La segunda función social de la música es proporcionarnos una vía para administrar la relación entre nuestra vida emocional pública y la privada. A menudo se señala -aunque pocas veces se analiza- el hecho de que el grueso de las canciones populares sean canciones de amor. Esto es evidente en la música occidental de la segunda mitad del siglo XX, pero también para la música popular no-occidental, la cual está compuesta en su mayoría por románticas canciones de amor, generalmente heterosexual. Este dato es algo más que el resultado de una interesante estadística: nos revela un aspecto fundamental de los usos de la música. ¿Por qué son tan importantes las canciones de amor? Porque la gente necesita darle forma y voz a las emociones, que de otra manera no podrían expresarse sin resultar incómodas o incoherentes. Las canciones de amor son un modo de dar intensidad emocional al tipo de cosas íntimas que nos decimos entre nosotros (o a nosotros mismos) en términos que son de por sí muy poco expresivos.
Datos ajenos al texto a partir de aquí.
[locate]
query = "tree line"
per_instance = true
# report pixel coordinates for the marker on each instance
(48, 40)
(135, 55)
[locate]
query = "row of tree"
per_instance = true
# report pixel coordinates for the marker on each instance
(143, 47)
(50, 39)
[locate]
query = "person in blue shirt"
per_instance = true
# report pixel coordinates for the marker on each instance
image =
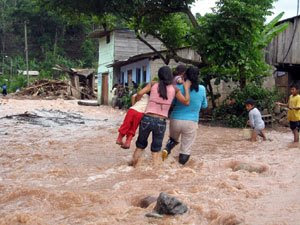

Es típico del lenguaje cotidiano el hecho de que nuestras declaraciones de sentimientos más intensas y reveladoras deban usar frases -«Te quiero/te amo», «¡Ayúdame!», «Tengo miedo», «Estoy enfadado»- que son de lo más aburrido y banal. Por eso nuestra cultura tiene una provisión de un millón de canciones en las cuales se dice por nosotros eso mismo, pero de un modo mucho más interesante y emotivo. Estas canciones no reemplazan nuestras conversaciones – los cantantes no van a ligar por nosotros – pero logran que nuestros sentimientos parezcan más ricos y más convincentes, incluso para nosotros mismos, que si los expresáramos en nuestras propias palabras.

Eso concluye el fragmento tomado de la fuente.